Fast-melting glaciers are releasing staggering amounts of bacteria into rivers and streams, which could transform icy ecosystems, scientists warn.
In a study of glacial runoff from 10 sites across the Northern Hemisphere, researchers have estimated that continued global warming over the next 80 years could release hundreds of thousands of tonnes of bacteria into environments downstream of receding glaciers.
“We think of glaciers as a huge store of frozen water but the key lesson from this research is that they are also ecosystems in their own right,” microbiologist and study author Arwyn Edwards of Aberystwyth University in the UK told the BBC.

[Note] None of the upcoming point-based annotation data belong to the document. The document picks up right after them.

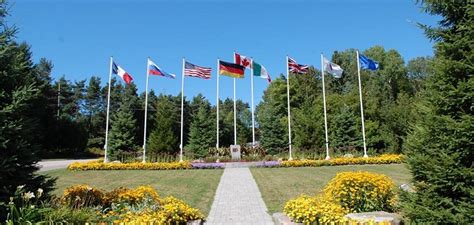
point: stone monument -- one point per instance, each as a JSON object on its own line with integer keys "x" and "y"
{"x": 235, "y": 152}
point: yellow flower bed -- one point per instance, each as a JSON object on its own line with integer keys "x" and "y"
{"x": 98, "y": 165}
{"x": 383, "y": 159}
{"x": 79, "y": 196}
{"x": 131, "y": 196}
{"x": 141, "y": 205}
{"x": 362, "y": 191}
{"x": 347, "y": 192}
{"x": 317, "y": 209}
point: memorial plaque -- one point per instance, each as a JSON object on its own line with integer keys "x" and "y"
{"x": 235, "y": 152}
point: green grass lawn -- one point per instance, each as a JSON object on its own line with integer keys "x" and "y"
{"x": 196, "y": 187}
{"x": 278, "y": 185}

Glaciers are masses of ice creeping ever so slowly toward the sea, carving out mountainous valleys as they go. Yet there is more to the flows than frozen water, with minerals, gases, and organic materials trapped on a one-way slide that could take tens of thousands to millions of years to terminate.

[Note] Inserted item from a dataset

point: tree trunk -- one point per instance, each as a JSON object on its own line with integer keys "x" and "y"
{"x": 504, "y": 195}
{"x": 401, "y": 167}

Studying the contents of glaciers is like opening the door to another time in history. Microbes entombed inside them could be a rich source of useful, new compounds, such as antibiotics. However, the researchers behind this new study say melting glaciers are releasing tonnes upon tonnes of bacteria faster than scientists can possibly catalog them.
Led by glacial hydrologist Ian Stevens of Aarhus University in Denmark, the team sampled surface meltwater from ten glaciers across the Northern Hemisphere: in the European Alps, Greenland, Svalbard, and the far reaches of the Canadian Arctic.

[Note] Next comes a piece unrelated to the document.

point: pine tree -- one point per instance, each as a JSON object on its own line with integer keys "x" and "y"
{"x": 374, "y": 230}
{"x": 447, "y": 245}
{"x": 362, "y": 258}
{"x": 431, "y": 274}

Finding on average tens of thousands of microbes in each milliliter of water, they estimate that more than a hundred thousand tonnes of bacteria could be expelled into glacial meltwaters over the next 80 years, not including the glaciers in the Himalaya Hindu Kush region of Asia.
That’s equivalent to 650,000 tonnes of carbon released per year into rivers, lakes, fjords, and oceans across the Northern Hemisphere, though it depends on how fast glaciers melt and how fast we curb emissions.
Under a ‘middle of the road’ emissions scenario – that would still see global temperatures rise between 2 and 3 °C – masses of bacteria in meltwater are predicted to peak within decades before declining or potentially disappearing entirely as glaciers recede, the researchers found.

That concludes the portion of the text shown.